SpokeyWheeler / Ansible Antipatterns

Created Sat, 26 Apr 2025 10:32:52 +0100 Modified Fri, 20 Jun 2025 02:34:41 -0700

Ansible Antipatterns

Lots of people tell you how to do things properly. Here are some things I’ve inherited in our Ansible that break things in horrible ways.

Workshop

Coupling

Coupling is (roughly) how interconnected different components of a system are. One of the most common patterns in modern software engineering is loose coupling.

The idea of separating things across an API so that you can change things behind the API without having to change other components is very powerful.

Conversely, the antipattern of combining everything tightly is easier for the initial development because you don’t have to design and implement the API, however, the maintenance becomes a nightmare.

Because our software is multi-tier but pretty much everything needs to know about the Informix databases, someone took the decision to embed the Informix installation into our infrastructure build. This has led to all sorts of interesting issues in our attempts to improve it:

  • changing the Ansible becomes more difficult, because there is more of it
  • surprising “dependency” issues come up, like accidentally using variable names used in some other Ansible, breaking a component that you didn’t even know about
  • changing the Ansible breaks a tightly-coupled feature, so you have to change that too
  • breaking the Ansible out of the infrastructure build becomes more difficult every time you look at it
  • adding separate Ansible to do something ancillary to a database becomes more difficult, because you have to figure out where and how to fit it into the whole shebang
  • testing and deploying takes a long time

Even if you have something like a standalone MySQL installation embedded into the CMS installation, it causes a lot of the same problems.

Versioning / Packaging

This is a contentious one. I don’t mean that it’s a bad thing to version database builds, but the decision to tie a product release to a specific version of the database leads to some horrible issues.
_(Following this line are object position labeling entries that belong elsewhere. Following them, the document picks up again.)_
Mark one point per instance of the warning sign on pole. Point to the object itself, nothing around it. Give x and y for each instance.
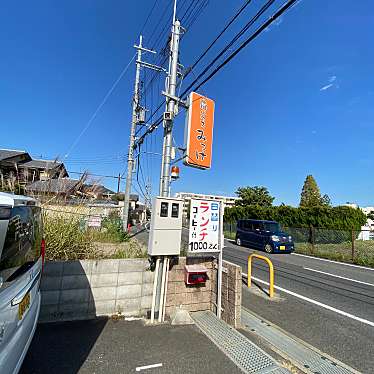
(205, 226)
(199, 131)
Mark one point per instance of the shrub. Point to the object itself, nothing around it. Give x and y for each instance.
(340, 218)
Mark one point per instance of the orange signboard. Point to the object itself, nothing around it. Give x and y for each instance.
(199, 131)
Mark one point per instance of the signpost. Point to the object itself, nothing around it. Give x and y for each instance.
(206, 234)
(199, 131)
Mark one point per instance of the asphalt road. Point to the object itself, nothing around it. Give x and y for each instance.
(327, 304)
(104, 346)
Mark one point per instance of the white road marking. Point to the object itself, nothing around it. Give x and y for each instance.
(338, 276)
(328, 307)
(334, 262)
(140, 368)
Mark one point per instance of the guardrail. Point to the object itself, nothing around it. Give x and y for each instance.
(271, 271)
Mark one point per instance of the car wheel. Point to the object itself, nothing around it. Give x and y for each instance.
(268, 248)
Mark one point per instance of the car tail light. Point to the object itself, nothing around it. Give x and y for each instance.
(42, 252)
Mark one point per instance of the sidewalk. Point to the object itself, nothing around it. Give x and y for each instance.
(110, 347)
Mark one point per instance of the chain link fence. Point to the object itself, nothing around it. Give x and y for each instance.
(341, 245)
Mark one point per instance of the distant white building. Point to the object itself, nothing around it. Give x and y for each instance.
(187, 196)
(367, 231)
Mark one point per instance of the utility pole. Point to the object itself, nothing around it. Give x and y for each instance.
(169, 114)
(171, 83)
(119, 182)
(136, 109)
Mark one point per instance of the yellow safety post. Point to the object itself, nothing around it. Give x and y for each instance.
(271, 271)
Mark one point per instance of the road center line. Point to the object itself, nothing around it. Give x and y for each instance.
(338, 276)
(140, 368)
(328, 307)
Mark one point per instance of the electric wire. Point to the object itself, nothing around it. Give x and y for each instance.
(276, 15)
(94, 115)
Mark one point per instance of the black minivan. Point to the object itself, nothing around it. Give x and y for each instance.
(264, 235)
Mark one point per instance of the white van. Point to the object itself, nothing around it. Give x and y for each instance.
(22, 251)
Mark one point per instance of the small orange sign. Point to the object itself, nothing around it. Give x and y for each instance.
(199, 131)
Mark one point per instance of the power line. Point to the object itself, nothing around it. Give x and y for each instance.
(288, 5)
(276, 15)
(233, 19)
(94, 115)
(236, 37)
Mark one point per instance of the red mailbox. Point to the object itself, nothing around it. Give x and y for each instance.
(195, 274)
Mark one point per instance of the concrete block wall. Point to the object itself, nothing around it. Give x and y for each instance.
(231, 293)
(89, 288)
(190, 297)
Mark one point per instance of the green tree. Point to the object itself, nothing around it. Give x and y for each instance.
(325, 200)
(257, 195)
(371, 215)
(311, 195)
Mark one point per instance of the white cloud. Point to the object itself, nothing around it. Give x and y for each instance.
(324, 88)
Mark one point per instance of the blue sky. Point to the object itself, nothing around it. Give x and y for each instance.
(296, 101)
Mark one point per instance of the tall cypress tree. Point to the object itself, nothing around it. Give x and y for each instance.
(310, 194)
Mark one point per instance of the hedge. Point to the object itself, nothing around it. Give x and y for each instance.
(338, 218)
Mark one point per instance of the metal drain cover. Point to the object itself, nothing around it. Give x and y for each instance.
(236, 346)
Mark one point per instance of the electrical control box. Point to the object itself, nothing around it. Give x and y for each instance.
(166, 227)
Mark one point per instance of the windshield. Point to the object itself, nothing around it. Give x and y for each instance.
(271, 226)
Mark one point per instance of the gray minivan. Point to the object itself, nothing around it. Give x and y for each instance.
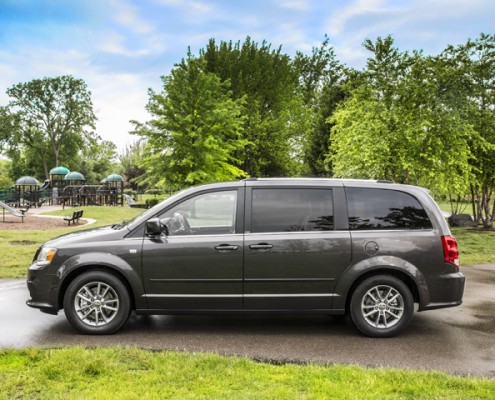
(303, 246)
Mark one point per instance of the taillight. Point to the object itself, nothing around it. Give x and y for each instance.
(450, 250)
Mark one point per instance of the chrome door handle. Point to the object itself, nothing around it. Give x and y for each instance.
(260, 246)
(226, 247)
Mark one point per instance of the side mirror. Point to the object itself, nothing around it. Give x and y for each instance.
(153, 227)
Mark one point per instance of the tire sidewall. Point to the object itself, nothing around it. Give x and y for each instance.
(362, 289)
(100, 276)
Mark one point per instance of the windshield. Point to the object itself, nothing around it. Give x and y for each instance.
(148, 213)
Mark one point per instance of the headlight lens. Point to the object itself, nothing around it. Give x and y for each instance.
(47, 254)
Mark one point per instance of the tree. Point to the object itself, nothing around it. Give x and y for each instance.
(52, 118)
(96, 161)
(397, 125)
(321, 78)
(130, 164)
(195, 130)
(474, 63)
(268, 82)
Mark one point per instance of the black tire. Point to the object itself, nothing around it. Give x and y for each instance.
(381, 306)
(97, 303)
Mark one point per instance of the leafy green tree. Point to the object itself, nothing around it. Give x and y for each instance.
(130, 165)
(195, 130)
(474, 63)
(397, 125)
(321, 78)
(5, 180)
(266, 79)
(53, 118)
(96, 161)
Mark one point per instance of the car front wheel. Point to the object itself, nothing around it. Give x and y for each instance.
(97, 303)
(381, 306)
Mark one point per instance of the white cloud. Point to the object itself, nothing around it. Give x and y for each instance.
(296, 5)
(340, 17)
(128, 16)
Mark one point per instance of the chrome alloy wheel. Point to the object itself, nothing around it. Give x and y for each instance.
(96, 303)
(382, 306)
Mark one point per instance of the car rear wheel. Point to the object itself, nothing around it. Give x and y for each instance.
(381, 306)
(97, 303)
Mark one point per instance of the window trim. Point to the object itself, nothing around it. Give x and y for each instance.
(248, 215)
(401, 229)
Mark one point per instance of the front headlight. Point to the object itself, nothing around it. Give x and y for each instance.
(47, 254)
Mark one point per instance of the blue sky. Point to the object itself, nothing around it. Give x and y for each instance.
(122, 47)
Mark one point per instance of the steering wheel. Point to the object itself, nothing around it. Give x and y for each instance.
(179, 224)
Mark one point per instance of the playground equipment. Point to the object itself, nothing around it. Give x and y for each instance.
(66, 188)
(16, 213)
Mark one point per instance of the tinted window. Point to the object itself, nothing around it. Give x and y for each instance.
(289, 210)
(384, 209)
(206, 214)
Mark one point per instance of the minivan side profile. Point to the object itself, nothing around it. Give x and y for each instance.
(371, 249)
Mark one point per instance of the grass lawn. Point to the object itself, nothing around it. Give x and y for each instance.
(16, 259)
(130, 373)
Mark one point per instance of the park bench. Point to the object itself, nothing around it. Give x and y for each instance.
(75, 217)
(24, 210)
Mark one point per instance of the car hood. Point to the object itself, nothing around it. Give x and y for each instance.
(100, 234)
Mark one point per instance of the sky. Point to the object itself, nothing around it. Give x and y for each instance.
(120, 48)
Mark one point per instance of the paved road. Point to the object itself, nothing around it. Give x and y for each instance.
(458, 340)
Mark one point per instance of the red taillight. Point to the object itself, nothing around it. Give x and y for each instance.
(450, 250)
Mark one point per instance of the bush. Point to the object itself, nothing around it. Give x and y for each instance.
(152, 202)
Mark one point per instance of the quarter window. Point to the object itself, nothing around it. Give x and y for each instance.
(206, 214)
(291, 210)
(371, 209)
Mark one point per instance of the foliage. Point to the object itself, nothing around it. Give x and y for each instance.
(321, 82)
(5, 180)
(195, 130)
(97, 161)
(474, 64)
(100, 373)
(275, 117)
(50, 119)
(397, 125)
(130, 161)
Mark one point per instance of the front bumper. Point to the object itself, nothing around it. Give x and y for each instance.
(43, 289)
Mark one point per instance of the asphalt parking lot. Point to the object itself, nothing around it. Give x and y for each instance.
(458, 340)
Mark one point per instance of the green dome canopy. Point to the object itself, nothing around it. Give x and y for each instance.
(74, 176)
(27, 181)
(114, 178)
(59, 171)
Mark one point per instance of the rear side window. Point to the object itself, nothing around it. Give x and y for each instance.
(291, 210)
(384, 209)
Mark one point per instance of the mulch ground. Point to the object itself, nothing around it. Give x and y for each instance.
(32, 222)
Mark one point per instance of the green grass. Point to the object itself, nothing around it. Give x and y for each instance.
(476, 246)
(15, 259)
(130, 373)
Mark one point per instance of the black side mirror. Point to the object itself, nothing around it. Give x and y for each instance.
(153, 227)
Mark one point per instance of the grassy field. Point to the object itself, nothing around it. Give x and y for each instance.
(129, 373)
(16, 259)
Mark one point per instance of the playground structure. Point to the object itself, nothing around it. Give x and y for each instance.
(65, 188)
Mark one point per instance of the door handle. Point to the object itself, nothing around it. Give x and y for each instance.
(260, 246)
(226, 247)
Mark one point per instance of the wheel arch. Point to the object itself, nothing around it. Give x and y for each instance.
(69, 278)
(399, 274)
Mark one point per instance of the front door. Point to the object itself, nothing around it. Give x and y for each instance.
(197, 262)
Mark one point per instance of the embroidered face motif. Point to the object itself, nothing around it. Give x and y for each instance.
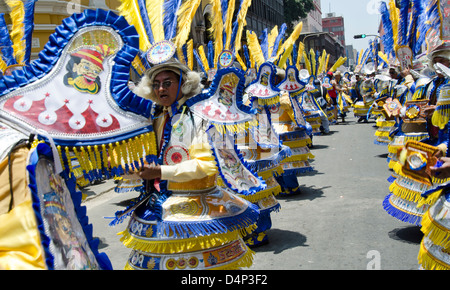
(84, 68)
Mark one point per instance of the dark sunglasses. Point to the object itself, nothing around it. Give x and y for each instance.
(165, 85)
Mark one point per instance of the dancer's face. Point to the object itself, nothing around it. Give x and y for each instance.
(165, 86)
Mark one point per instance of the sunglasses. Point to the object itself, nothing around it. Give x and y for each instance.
(164, 84)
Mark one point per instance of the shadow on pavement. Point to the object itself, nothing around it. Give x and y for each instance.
(280, 240)
(410, 235)
(307, 193)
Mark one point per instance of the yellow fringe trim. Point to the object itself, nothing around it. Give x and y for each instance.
(269, 101)
(299, 157)
(385, 123)
(437, 233)
(392, 163)
(298, 143)
(394, 148)
(236, 128)
(114, 154)
(429, 262)
(138, 66)
(245, 261)
(408, 194)
(260, 195)
(184, 245)
(440, 118)
(379, 133)
(275, 171)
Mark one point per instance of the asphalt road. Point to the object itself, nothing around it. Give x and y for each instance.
(336, 223)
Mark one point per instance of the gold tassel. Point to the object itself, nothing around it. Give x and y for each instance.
(245, 4)
(130, 10)
(155, 15)
(17, 32)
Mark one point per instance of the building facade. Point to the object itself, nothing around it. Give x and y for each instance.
(313, 21)
(334, 24)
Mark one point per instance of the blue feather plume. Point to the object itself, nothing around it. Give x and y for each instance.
(388, 37)
(146, 20)
(247, 56)
(199, 61)
(294, 53)
(224, 6)
(210, 54)
(264, 43)
(28, 24)
(403, 22)
(171, 8)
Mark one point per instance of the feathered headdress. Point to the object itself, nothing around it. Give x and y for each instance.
(225, 33)
(404, 27)
(273, 47)
(162, 20)
(16, 46)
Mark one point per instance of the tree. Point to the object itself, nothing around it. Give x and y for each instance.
(295, 10)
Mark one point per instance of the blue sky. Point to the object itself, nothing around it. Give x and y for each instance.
(360, 16)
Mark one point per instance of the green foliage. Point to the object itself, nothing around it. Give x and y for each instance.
(295, 10)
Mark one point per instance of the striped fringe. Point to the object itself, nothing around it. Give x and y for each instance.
(437, 233)
(409, 194)
(399, 213)
(235, 128)
(428, 261)
(176, 245)
(108, 160)
(245, 261)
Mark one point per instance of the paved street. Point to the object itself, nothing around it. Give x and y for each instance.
(337, 222)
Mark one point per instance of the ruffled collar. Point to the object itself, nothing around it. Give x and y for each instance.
(171, 110)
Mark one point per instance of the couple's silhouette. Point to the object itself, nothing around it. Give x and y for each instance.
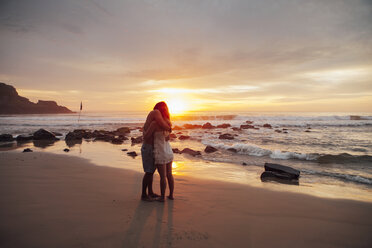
(157, 153)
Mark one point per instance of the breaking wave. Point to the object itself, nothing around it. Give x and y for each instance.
(254, 150)
(344, 177)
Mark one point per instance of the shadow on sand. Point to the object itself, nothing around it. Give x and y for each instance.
(149, 217)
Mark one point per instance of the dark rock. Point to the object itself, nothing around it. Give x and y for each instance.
(123, 130)
(278, 177)
(282, 169)
(117, 141)
(122, 137)
(12, 103)
(103, 136)
(191, 152)
(183, 137)
(191, 126)
(6, 137)
(137, 140)
(226, 136)
(176, 150)
(176, 128)
(132, 154)
(74, 136)
(232, 150)
(43, 143)
(43, 134)
(24, 138)
(224, 125)
(73, 142)
(208, 126)
(246, 127)
(210, 149)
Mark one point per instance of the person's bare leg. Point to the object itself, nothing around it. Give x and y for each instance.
(145, 184)
(151, 192)
(170, 180)
(163, 183)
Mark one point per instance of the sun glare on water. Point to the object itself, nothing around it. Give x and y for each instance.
(177, 106)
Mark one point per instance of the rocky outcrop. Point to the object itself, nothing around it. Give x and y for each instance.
(280, 173)
(210, 149)
(224, 125)
(43, 134)
(137, 140)
(247, 126)
(208, 126)
(132, 154)
(183, 137)
(191, 152)
(226, 136)
(6, 137)
(12, 103)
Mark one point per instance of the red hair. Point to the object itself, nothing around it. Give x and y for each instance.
(163, 108)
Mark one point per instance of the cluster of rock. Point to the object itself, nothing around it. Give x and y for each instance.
(280, 173)
(12, 103)
(116, 137)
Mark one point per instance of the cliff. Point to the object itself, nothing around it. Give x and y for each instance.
(12, 103)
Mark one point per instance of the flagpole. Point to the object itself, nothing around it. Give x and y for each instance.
(81, 107)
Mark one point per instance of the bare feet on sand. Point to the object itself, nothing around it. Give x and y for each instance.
(147, 198)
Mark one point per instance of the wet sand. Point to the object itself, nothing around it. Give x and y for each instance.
(51, 200)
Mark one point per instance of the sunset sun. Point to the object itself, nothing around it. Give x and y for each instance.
(177, 106)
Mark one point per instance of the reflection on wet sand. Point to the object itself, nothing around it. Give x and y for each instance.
(150, 214)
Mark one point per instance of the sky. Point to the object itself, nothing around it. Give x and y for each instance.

For example, we have (like most people) things that we fix in our builds to manage space better, avoid split brains, etc., etc. Because our releases contain a specific database build version, it means that something critical that we’ve fixed in a newer build can take months to get deployed.

In the meantime, we have to fix that issue manually and even worse, if a site is a 2 or 3 releases behind for some or other reason, then we have to remember to fix it over and over again.

If there is a reason to keep a specific deployment version tied to a release, then make sure you have bunch of things that can be deployed irrespective of the version. How you square that circle is a non-trivial issue though.

Structuring / Consistency

Unlike a conventional programming language, Ansible does not have the idea of functions. Well, it kind of does, but using them is considered an antipattern. This leads to a massive amount of code duplication and inconsistency.

Rather than using a standard bit of code with a variable to do logging, for instance, the standard practice is to do this individually per role or playbook. It makes things like log trawling really difficult, because of the lack of consistency. It also makes maintenance more difficult because a change to something used all over the place has to be changed all over the place.

I disagree with this, I think having a “library” of standard “functions” will greatly improve how your code looks and behaves. It will also make your playbooks shorter and more concise. If you treat it like an API, then it should also hugely improve maintainability.

However, there’s a lot of debate over how to structure Ansible in general. What should an individual playbook contain? Where are the boundaries? The advice I was given was that “all the Ansible necessary to do a thing” should be in one playbook.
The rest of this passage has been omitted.